Não temendo o trabalho, Deise poderá dizer como muitos outros pais. Feito! Conseguimos! Como essa realização faz bem!
Todos os fatos mencionados neste livro não teriam necessidade de acontecer. Vivemos hoje os resultados das nossas ações do ontem. Portanto, o homem é quem decide, por meio de suas atitudes de hoje, como será sua vida no futuro. Se pararmos um pouco e olharmos com carinho e atenção para esta realidade, vamos excluir das nossas existências oitenta por cento de dores, angústias e conflitos, que são resultado da vida egoísta e maldosa que hoje estamos vivendo. Deus não tem por princípio castigar seus filhos, pelo contrário, Ele tudo nos concede para que Sua manifestação no homem e fora dele, seja uma apoteose de plenitude.
 
 
 
 
Ao terminar a leitura deste livro, provavelmente você tenha ficado com algumas dúvidas e perguntas a fazer, o que é um bom sinal. Sinal de que está em busca de explicações para a vida. Todas as respostas que você precisa estão nas Obras Básicas de Allan Kardec.
 
 
Se você gostou deste livro, o que acha de fazer com que outras pessoas venham a conhecê-lo também? Poderia comentá-lo com aquelas do seu relacionamento, dar de presente a alguém que talvez esteja precisando ou até mesmo emprestar àquele que não tem condições de comprá-lo. O importante é a divulgação da boa leitura, principalmente a literatura espírita. Entre nessa corrente!

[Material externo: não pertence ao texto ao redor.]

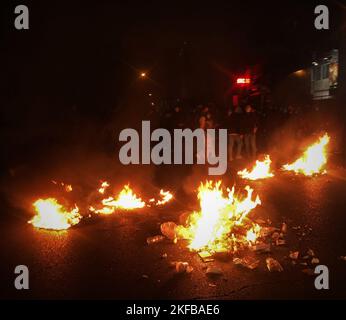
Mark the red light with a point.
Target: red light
(243, 81)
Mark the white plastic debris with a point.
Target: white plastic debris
(214, 271)
(168, 229)
(155, 239)
(274, 265)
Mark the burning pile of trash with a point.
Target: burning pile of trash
(223, 225)
(52, 215)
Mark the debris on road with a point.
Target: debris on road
(315, 261)
(182, 267)
(280, 242)
(247, 262)
(267, 231)
(273, 265)
(155, 239)
(308, 271)
(206, 256)
(294, 255)
(168, 229)
(261, 247)
(311, 253)
(214, 271)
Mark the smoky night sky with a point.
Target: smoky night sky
(81, 60)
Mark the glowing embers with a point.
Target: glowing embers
(126, 200)
(221, 224)
(261, 170)
(52, 215)
(313, 160)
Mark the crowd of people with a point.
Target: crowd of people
(248, 129)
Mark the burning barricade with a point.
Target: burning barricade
(313, 160)
(53, 216)
(221, 224)
(261, 170)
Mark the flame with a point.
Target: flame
(253, 234)
(313, 159)
(126, 199)
(211, 228)
(103, 187)
(52, 215)
(166, 197)
(261, 170)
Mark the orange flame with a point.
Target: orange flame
(52, 215)
(126, 199)
(313, 159)
(261, 170)
(104, 186)
(166, 197)
(211, 228)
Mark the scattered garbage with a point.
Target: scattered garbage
(206, 256)
(261, 247)
(311, 253)
(247, 262)
(155, 239)
(309, 271)
(275, 235)
(168, 229)
(182, 267)
(280, 242)
(267, 231)
(183, 218)
(315, 261)
(294, 255)
(214, 271)
(273, 265)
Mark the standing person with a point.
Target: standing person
(206, 122)
(235, 133)
(250, 129)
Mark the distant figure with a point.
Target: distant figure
(205, 119)
(206, 122)
(250, 129)
(235, 133)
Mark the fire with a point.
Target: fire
(213, 228)
(126, 199)
(253, 234)
(166, 197)
(103, 187)
(52, 215)
(261, 170)
(313, 159)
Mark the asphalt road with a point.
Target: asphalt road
(108, 257)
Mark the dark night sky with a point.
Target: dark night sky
(85, 56)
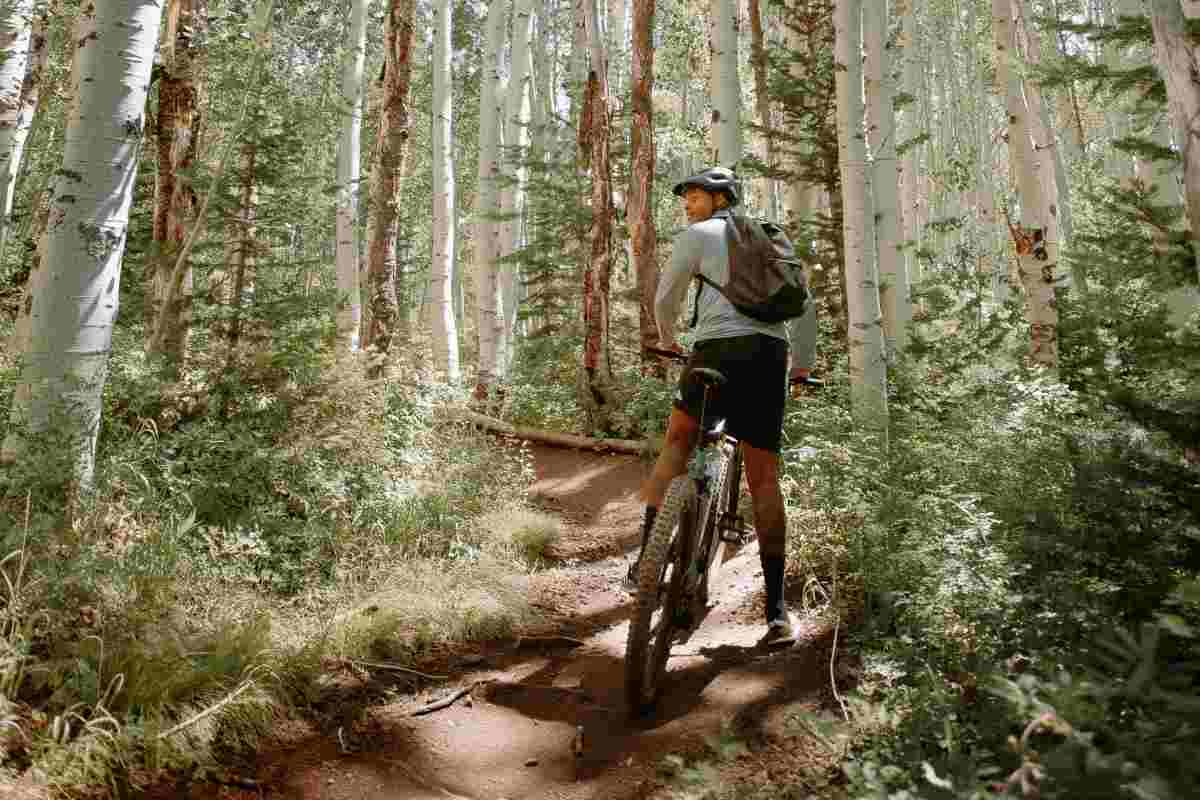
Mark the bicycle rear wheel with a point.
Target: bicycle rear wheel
(659, 594)
(727, 479)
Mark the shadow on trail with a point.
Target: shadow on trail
(583, 485)
(720, 685)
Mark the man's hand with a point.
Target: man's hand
(797, 376)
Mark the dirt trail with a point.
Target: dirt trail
(511, 738)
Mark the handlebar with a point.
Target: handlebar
(682, 358)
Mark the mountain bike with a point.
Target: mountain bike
(697, 518)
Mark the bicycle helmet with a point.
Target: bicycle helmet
(717, 180)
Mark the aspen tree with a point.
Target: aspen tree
(516, 143)
(29, 98)
(868, 371)
(1177, 55)
(75, 295)
(385, 180)
(349, 304)
(16, 59)
(641, 181)
(766, 142)
(1051, 168)
(1036, 232)
(445, 334)
(175, 202)
(885, 175)
(726, 88)
(490, 312)
(597, 391)
(907, 132)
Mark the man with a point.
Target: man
(753, 355)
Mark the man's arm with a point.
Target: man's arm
(673, 284)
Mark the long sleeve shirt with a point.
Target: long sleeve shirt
(702, 248)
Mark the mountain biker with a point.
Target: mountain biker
(754, 358)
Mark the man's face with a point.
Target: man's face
(699, 204)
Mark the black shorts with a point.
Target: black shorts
(753, 398)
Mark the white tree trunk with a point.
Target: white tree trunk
(726, 88)
(868, 371)
(1036, 234)
(16, 34)
(349, 302)
(885, 176)
(76, 295)
(907, 131)
(490, 320)
(516, 142)
(1176, 61)
(445, 334)
(1051, 168)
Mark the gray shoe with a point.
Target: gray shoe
(631, 577)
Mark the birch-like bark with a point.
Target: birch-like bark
(516, 143)
(765, 143)
(598, 395)
(30, 95)
(544, 66)
(75, 296)
(726, 86)
(885, 176)
(868, 371)
(385, 181)
(445, 332)
(1050, 164)
(349, 304)
(579, 61)
(641, 181)
(174, 197)
(1177, 58)
(16, 59)
(910, 79)
(1035, 235)
(490, 313)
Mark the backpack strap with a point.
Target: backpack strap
(701, 280)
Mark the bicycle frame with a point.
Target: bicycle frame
(715, 452)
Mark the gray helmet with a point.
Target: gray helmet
(715, 180)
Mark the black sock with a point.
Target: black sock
(647, 524)
(773, 578)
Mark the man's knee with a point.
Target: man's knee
(682, 429)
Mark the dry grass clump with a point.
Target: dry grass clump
(521, 533)
(431, 602)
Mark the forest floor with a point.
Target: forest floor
(511, 735)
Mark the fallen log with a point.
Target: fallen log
(633, 446)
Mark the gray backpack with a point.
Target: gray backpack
(767, 281)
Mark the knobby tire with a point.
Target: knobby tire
(717, 504)
(659, 589)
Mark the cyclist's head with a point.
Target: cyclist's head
(718, 181)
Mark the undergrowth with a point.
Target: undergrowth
(250, 528)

Algumas palavras do nosso amigo José Carlos Braghini
 
 
          Hoje o nosso planeta passa por momentos difí­ceis e perturbadores, vemos o lixo do passado aflorando como agressões de maldade, ódio e desrespeito ao se­melhante. Vemos o homem, nossos filhos, nossos entes queridos, se destruindo no vício das drogas, do álcool, da animalidade.
Vemos também o protótipo do futuro, espíritos que amam profundamente e dedicam suas existências para o bem coletivo. Homens que lutam por construir a igual­dade entre os homens, a felicidade para todos, enfim, por um novo céu e uma nova terra.
E temos a oportunidade ímpar de aqui estar e par­ticipar do início da construção de um novo mundo.
Se conseguirmos vencer os impulsos inferiores her­dados da raça e do ambiente hostil de hoje, não só seremos os alicerces dessa nova humanidade, mas realizaremos. Mas muito melhor do que estarmos realizados é que nós dignificaremos, com a personalidade que hoje represen­tamos, e participaremos efetivamente do esforço da na­tureza em fazermos o melhor de todas as criaturas.